Há, entretanto, produtos no mercado que não exigem preenchimento da DPSA. São os casos, por exemplo, dos planos de saúde empresariais com mais de 30 participantes e de certos seguros massificados ou de curto prazo como o seguro viagem.

No caso dos planos de saúde com mais de 30 participantes, não há limitação de cobertura para doenças preexistentes, sendo que eventual aumento do custo (sinistralidade) por essa razão (pois, por exemplo, o plano agrega muitas pessoas idosas) é repassado ao grupo segurado na data de reajuste anual do contrato. No jargão do mercado, tais contratos não podem ter cláusula de “agravo” (acréscimo de preço) nem de “cobertura parcial temporária” (carência) para essas doenças.
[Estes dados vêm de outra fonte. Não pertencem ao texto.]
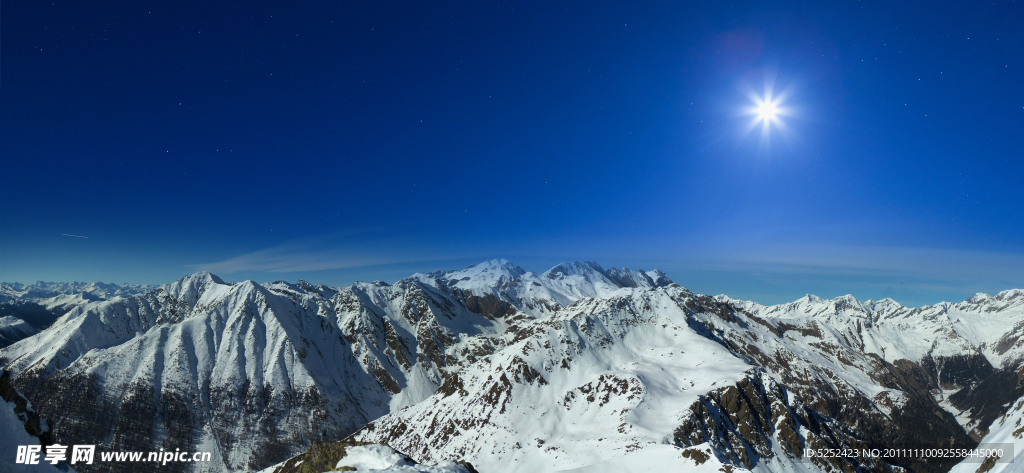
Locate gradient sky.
[0,0,1024,305]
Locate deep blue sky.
[0,0,1024,305]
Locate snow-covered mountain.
[0,281,155,330]
[0,315,39,348]
[0,260,1024,473]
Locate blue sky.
[0,0,1024,305]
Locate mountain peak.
[542,261,604,280]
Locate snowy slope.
[0,281,154,329]
[0,261,657,470]
[0,260,1024,473]
[0,315,39,348]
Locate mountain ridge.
[0,260,1024,471]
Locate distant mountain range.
[0,281,156,333]
[0,260,1024,473]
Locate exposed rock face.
[0,315,39,348]
[0,261,671,471]
[0,260,1024,472]
[0,370,53,448]
[352,287,1024,472]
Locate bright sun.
[755,100,778,122]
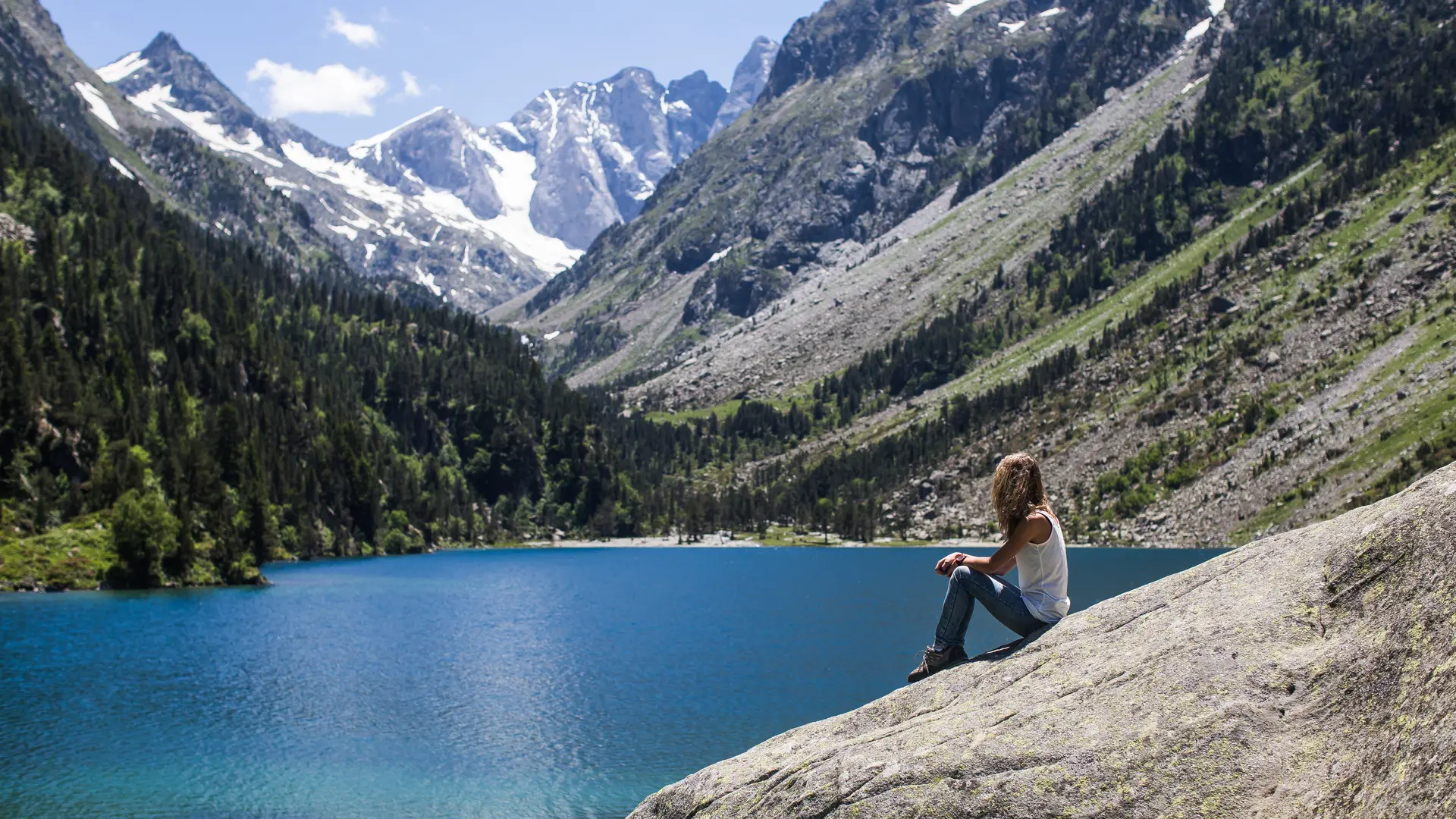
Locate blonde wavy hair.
[992,452,1051,538]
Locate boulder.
[1209,296,1239,313]
[632,466,1456,819]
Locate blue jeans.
[934,566,1046,651]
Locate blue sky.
[42,0,823,144]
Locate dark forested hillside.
[0,87,664,586]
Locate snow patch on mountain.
[348,105,446,162]
[946,0,986,17]
[76,83,121,131]
[127,84,282,168]
[108,156,136,182]
[415,264,444,296]
[282,141,405,218]
[96,51,147,83]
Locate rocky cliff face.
[518,0,1207,370]
[712,36,779,134]
[632,466,1456,819]
[491,68,726,248]
[89,33,757,309]
[0,0,332,261]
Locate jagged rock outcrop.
[91,29,761,309]
[632,466,1456,819]
[712,36,779,134]
[518,0,1209,383]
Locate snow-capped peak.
[96,51,147,83]
[350,105,446,158]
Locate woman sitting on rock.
[910,452,1072,682]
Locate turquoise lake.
[0,548,1220,819]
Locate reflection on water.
[0,549,1217,819]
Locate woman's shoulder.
[1022,509,1056,547]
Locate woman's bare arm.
[935,514,1051,576]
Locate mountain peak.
[141,30,191,58]
[348,105,454,158]
[709,35,779,136]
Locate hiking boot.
[905,645,970,682]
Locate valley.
[0,0,1456,587]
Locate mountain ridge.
[99,32,780,310]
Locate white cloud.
[247,60,389,117]
[328,9,378,48]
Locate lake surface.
[0,548,1220,819]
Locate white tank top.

No caso dos seguros que não exigem preenchimento de declaração formal de saúde nem perfil de risco, o dever de informar ao segurado eventuais restrições de cobertura de doenças pré-existentes antes da contratação incumbe claramente à tríade seguradora-corretor-estipulante. Se não fazem, a indenização é devida em caso de sinistros decorrentes dessas doenças.

Seleção adversa

Um ponto importante para os segurados é entender a razão técnica da restrição das doenças preexistentes no mercado de seguros.

Para que um risco seja segurável a preços justos são necessárias algumas condições, entre elas, a baixa incidência de uma coisa chamada “seleção adversa”. A “seleção adversa” decorre da dificuldade das seguradoras diferenciarem o baixo risco do alto risco e, portanto, precificarem diferentemente ambos – mais barato para o primeiro e mais caro para o segundo – donde resulta que, se o preço é o mesmo, aquele risco é desestimulado em beneficio deste.

O caso (hipotético) mais simples é de uma população de fumantes e não fumantes e de uma seguradora que, por dificuldade em diferenciá-los, cobra preços idênticos de seguro saúde a ambos. É claro nesse caso que a demanda de seguro dos fumantes é incentivada e o contrário ocorre com a dos não fumantes. Gradualmente, é de se esperar a progressiva desistência dos não fumantes de comprar o seguro, ao perceberem estar pagando mais do que deveriam, e o aumento da procura dos fumantes, pela razão inversa. Ao fim e ao abo, a seguradora verificará que: a) a apólice se tornou invendável, pois seu preço teve de subir para refletir o fato de que apenas permaneceram na carteira os segurados de alto risco (fumantes), ou b) mantido o preço, está operando com prejuízo (sinistros maiores que os esperados) e, portanto, arrisca-se a fechar as portas.

Daí ser vital para a sobrevivência das seguradoras conhecerem bem o perfil dos seus segurados, em particular, as suas condições preexistentes, de modo a precificar corretamente os riscos que subscrevem.

A seleção adversa é combatida no mercado de seguros de três modos principalmente. Primeiro, no processo de subscrição, com a exigência de preenchimento de perfil de risco e declaração de saúde que inclui, entre outras características, a revelação de doenças e lesões preexistentes como, por exemplo, ser ou não portador de doença cardíaca, de doença degenerativa, de lesão física grave etc. Segundo, na lei, por meio da exigência de “máxima boa fé” das partes contratantes nas declarações que embasam o contrato, como fixado no art. 765 do Código Civil mencionado acima. E, terceiro, com a imposição de cláusula contratual restritiva de cobertura de reclamações de sinistros derivados de doenças preexistentes não declaradas previamente.

É isso que garante que a seleção adversa seja minimizada e que o seguro seja continuamente ofertado pelas seguradoras a preços justos, isto é, mais baratos para os riscos mais baixos e mais caros para os riscos mais altos.

Enfim, longe de ser um obstáculo ao desenvolvimento do mercado de seguros, a limitação de cobertura de doenças preexistentes, devidamente pesquisadas, informadas aos segurados e justamente precificadas, é requisito fundamental à continuidade, equilíbrio e crescimento do mercado.